Life on streets takes toll

Steve, a former Dowagiac veteran, knows too well the toll homelessness can take.
A truck driver since 1994, he was injured on the job in the summer of 2007 and fired shortly thereafter. He is still fighting denial of disability benefits.
He had been sharing a room with a friend. When his savings ran out in 2008, he found nowhere to turn.
Steve lived on the streets for three months, sleeping in abandoned buildings and “warm doorways to get out of the weather.”
He took shelter in a Kalamazoo mission for a year.
In 2009, he lived in a hunting trailer without running water at Kelsey Lake.
“A lot of people are really in denial about homelessness,” he said Wednesday evening. “It’s a nationwide travesty. It takes a toll on a person being homeless with no warm place to live.”
The experience tested his faith.
“I questioned why I had to go through all this stuff, but it made me stronger,” he said.
Steve served five years in the Navy before his 1983 discharge.

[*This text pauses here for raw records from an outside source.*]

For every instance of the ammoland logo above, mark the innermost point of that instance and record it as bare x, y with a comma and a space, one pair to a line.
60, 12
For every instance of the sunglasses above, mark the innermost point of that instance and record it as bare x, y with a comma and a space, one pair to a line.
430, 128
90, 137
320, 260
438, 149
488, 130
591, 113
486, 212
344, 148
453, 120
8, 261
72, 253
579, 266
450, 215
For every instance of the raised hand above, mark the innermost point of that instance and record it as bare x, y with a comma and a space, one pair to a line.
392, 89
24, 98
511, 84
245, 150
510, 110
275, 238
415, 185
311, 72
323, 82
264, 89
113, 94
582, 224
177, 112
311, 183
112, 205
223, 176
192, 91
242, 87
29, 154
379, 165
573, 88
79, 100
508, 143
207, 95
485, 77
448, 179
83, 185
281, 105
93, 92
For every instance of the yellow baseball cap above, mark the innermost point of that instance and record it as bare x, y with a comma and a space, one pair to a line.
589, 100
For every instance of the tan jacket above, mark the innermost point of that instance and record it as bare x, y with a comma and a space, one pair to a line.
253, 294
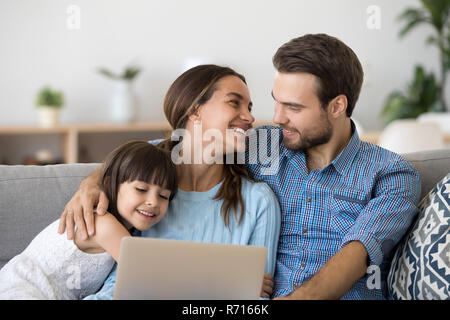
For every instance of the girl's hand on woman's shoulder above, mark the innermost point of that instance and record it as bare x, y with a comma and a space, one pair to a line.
108, 236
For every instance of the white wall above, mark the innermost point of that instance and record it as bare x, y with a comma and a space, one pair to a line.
37, 48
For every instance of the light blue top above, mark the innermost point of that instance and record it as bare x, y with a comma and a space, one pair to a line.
195, 216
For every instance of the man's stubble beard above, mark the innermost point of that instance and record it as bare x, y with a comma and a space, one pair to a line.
307, 141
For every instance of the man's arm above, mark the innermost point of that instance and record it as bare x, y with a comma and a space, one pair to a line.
376, 231
336, 277
79, 210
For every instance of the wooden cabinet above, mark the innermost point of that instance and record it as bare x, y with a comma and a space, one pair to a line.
73, 143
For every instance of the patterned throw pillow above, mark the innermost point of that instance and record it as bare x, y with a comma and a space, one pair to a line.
421, 265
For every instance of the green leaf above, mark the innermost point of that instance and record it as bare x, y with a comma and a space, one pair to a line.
49, 98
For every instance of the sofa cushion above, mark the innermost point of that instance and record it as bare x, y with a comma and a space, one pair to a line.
421, 265
31, 197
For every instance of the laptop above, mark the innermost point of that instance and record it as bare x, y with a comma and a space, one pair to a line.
152, 268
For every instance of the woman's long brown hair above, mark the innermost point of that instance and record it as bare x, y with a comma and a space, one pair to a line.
189, 91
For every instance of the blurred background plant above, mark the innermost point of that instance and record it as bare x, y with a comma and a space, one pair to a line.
425, 93
129, 73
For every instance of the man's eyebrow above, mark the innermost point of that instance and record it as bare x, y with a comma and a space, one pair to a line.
239, 96
287, 103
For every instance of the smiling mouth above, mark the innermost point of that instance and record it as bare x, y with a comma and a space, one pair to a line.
240, 129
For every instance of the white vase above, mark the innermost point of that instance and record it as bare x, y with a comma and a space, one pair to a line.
48, 116
122, 103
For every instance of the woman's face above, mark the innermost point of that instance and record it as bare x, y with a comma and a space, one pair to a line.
141, 204
226, 116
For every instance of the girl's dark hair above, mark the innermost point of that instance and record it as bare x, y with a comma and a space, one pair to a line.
137, 160
186, 94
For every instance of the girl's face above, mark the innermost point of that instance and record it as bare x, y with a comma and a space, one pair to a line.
142, 205
227, 112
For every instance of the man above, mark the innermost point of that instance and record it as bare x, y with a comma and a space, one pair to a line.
345, 203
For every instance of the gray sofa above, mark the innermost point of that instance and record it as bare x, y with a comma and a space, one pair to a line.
31, 197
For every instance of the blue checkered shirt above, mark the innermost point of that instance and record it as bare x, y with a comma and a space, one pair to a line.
366, 194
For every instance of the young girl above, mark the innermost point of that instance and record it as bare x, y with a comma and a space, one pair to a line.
139, 180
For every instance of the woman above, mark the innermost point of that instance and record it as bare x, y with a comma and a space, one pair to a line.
215, 201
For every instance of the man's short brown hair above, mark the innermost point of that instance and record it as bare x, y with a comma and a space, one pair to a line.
334, 64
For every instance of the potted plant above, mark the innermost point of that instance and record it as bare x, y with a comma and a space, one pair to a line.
426, 93
421, 96
49, 103
123, 102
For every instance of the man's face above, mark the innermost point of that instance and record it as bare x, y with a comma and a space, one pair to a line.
298, 111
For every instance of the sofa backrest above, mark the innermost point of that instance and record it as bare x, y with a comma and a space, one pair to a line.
431, 165
31, 197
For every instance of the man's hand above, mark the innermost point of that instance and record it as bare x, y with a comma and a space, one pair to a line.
79, 210
267, 286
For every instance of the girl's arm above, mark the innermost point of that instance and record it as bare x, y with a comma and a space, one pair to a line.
267, 228
108, 235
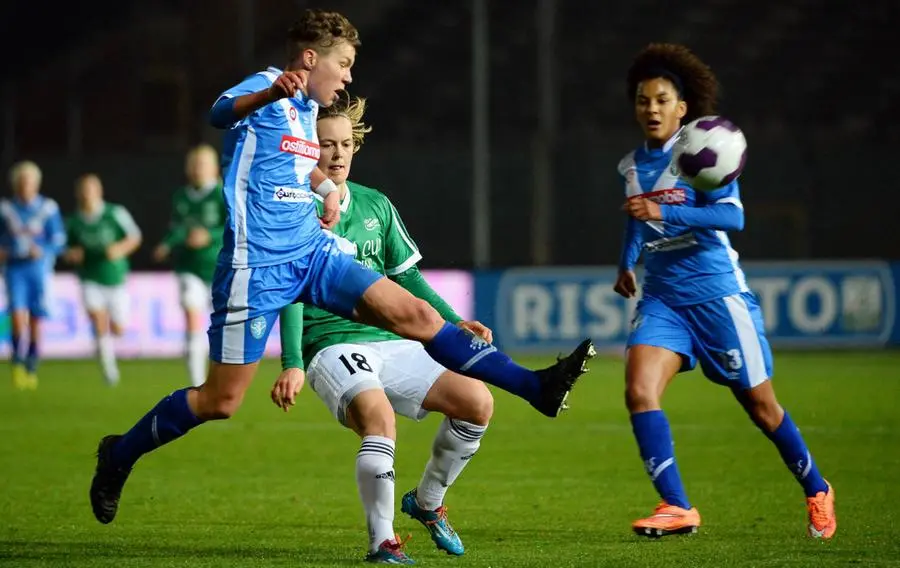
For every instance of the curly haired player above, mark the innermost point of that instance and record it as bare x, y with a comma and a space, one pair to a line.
696, 305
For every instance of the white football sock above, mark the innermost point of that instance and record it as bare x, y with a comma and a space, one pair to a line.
375, 479
197, 354
454, 445
106, 351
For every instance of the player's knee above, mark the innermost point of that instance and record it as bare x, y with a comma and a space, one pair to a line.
217, 405
417, 315
641, 394
481, 408
767, 414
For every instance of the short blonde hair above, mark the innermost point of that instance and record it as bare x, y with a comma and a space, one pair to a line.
353, 109
22, 168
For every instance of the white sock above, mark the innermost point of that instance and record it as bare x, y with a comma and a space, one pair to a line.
107, 352
454, 445
197, 354
375, 479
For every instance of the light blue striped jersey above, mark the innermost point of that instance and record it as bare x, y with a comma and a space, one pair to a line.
683, 265
267, 159
35, 223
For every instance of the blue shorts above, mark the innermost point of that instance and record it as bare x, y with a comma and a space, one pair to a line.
726, 335
26, 287
246, 301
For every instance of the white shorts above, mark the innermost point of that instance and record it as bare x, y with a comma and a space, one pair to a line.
113, 300
400, 367
195, 294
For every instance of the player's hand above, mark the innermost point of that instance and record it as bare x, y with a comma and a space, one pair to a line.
114, 252
74, 255
286, 388
286, 85
479, 329
626, 284
331, 212
643, 209
198, 237
161, 253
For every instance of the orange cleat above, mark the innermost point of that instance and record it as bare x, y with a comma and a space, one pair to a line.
822, 520
668, 519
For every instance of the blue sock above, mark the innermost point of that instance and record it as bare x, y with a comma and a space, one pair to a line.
796, 456
460, 351
169, 420
33, 357
651, 429
15, 344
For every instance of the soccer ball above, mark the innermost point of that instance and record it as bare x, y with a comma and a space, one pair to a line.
710, 152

He is grateful for Veterans Administration assistance with medications and transportation when he needs to go to Benton Harbor, Battle Creek or Ann Arbor.
Steve, who will be 56 in August, said he mostly stays in his apartment because deteriorating health prevents him from walking far, like when he hitch-hiked during his homeless period to Decatur or Kalamazoo.
He qualifies for food benefits and Medicaid, but, as a single man with no children, housing seemed out of reach.
“I hated having to ask” for help, Steve said. “I’d always been self-sufficient.”
It’s not that he has no family, but his younger brother is with the Coast Guard in Nashville and his mother lives in a senior center in Buchanan.
“If it wasn’t for her (Cass housing specialist Jenifer Keller), I’d still be sleeping wherever I could find,” he said of his move into a Cassopolis apartment in February 2010 after his referral while being treated for depression at Woodlands Behavioral Healthcare System.
Keller, who grew up in Dowagiac, said homelessness “exists here, you just don’t know. They hide well, so people don’t believe it’s around here.”
She works in Cass County two days a week and in Van Buren County from the social services office in Hartford.